Hi,
On 2025-10-08 13:23:33 -0400, Robert Haas wrote:
> On Wed, Oct 8, 2025 at 12:24 PM Tomas Vondra <tomas@vondra.me> wrote:
> > Isn't this somewhat what effective_cache_size was meant to do? That
> > obviously does not know about what fraction of individual tables is
> > cached, but it does impose size limit.
>
> Not really, because effective_cache_size only models the fact that
> when you iterate the same index scan within the execution of a single
> query, it will probably hit some pages more than once.
That's indeed today's use, but I wonder whether we ought to expand that. One
of the annoying things about *_page_cost effectively needing to be set "too
low" to handle caching effects is that that completely breaks down for larger
relations.
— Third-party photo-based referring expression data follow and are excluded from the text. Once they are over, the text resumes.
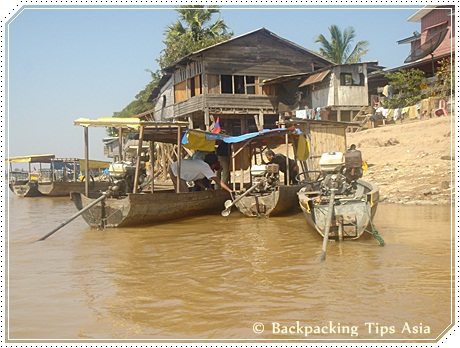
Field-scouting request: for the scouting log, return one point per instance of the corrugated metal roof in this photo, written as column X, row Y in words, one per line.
column 315, row 78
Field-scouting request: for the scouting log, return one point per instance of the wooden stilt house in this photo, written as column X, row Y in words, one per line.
column 224, row 82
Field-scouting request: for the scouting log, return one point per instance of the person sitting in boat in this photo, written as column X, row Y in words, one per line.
column 205, row 181
column 195, row 170
column 281, row 161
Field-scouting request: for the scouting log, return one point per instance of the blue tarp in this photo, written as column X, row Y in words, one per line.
column 239, row 138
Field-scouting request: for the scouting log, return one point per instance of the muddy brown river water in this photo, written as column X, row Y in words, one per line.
column 219, row 279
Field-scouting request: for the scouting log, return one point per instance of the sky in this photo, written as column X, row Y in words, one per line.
column 64, row 62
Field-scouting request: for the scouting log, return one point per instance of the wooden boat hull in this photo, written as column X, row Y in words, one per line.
column 149, row 208
column 351, row 216
column 61, row 189
column 277, row 202
column 25, row 189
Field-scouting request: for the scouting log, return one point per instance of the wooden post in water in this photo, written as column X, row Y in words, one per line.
column 73, row 217
column 86, row 162
column 330, row 211
column 120, row 143
column 152, row 166
column 138, row 159
column 179, row 153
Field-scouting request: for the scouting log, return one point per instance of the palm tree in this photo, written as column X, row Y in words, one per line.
column 339, row 49
column 196, row 20
column 194, row 30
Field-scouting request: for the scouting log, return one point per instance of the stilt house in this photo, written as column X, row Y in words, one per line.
column 224, row 82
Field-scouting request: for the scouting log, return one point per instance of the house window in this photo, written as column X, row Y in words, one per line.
column 348, row 79
column 238, row 84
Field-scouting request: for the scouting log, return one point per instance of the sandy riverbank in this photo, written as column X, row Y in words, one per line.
column 413, row 162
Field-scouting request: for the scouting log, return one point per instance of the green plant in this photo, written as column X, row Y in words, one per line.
column 446, row 76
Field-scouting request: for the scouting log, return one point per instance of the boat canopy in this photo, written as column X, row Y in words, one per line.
column 31, row 159
column 160, row 131
column 94, row 164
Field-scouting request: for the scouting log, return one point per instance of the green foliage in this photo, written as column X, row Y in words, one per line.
column 407, row 87
column 193, row 31
column 339, row 49
column 140, row 104
column 446, row 76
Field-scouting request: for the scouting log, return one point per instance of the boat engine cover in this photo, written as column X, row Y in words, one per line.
column 331, row 162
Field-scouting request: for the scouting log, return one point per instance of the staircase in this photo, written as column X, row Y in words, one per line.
column 361, row 119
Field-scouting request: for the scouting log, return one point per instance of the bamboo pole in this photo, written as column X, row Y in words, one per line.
column 328, row 224
column 73, row 217
column 138, row 159
column 86, row 162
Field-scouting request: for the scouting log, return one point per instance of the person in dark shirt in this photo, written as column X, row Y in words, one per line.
column 281, row 161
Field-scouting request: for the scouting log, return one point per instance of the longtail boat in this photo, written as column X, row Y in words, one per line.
column 260, row 193
column 25, row 183
column 127, row 202
column 339, row 206
column 62, row 178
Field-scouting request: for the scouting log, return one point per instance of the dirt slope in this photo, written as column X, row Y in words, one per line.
column 410, row 162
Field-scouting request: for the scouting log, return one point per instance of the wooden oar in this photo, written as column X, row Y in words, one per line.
column 328, row 224
column 229, row 204
column 73, row 217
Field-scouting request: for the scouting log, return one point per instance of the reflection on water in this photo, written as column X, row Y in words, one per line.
column 215, row 278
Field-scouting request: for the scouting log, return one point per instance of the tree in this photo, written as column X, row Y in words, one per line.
column 339, row 49
column 194, row 30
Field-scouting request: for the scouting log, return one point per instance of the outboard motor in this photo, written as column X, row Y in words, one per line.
column 121, row 176
column 331, row 164
column 266, row 175
column 353, row 165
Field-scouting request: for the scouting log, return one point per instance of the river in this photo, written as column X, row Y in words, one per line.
column 219, row 279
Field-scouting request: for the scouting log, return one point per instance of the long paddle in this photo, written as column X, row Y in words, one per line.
column 73, row 217
column 229, row 204
column 328, row 224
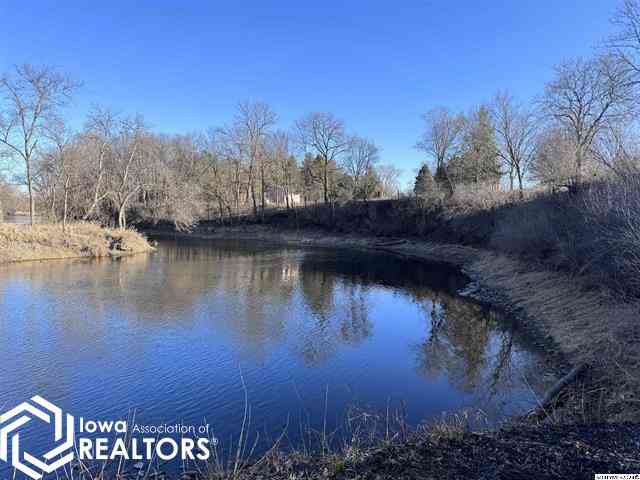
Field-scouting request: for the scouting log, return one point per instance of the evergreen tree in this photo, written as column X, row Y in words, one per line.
column 479, row 162
column 424, row 186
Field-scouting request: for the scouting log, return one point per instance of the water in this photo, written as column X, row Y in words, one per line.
column 174, row 335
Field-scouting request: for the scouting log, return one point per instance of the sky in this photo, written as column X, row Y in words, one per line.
column 376, row 65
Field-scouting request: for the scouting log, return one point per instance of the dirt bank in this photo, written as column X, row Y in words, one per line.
column 585, row 325
column 20, row 243
column 525, row 452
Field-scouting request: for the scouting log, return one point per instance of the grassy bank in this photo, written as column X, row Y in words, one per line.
column 47, row 242
column 525, row 452
column 564, row 264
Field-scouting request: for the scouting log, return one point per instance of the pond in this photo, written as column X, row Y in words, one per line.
column 183, row 334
Which has unwelcome effects like making a > memory sequential scan
seem like a reasonable plan.
It's a generally reasonable assumption that a scan processing a smaller amount
of data than effective_cache_size is more likely to cached than a scan that is
processing much more data than effective_cache_size. In the latter case,
assuming an accurate effective_cache_size, we *know* that a good portion of
the data cannot be cached.
Which leads me to wonder if we ought to interpolate between a "cheaper" access
cost for data << effective_cache_size and the "more real" access costs the
closer the amount of data gets to effective_cache_size.
Greetings,
Andres Freund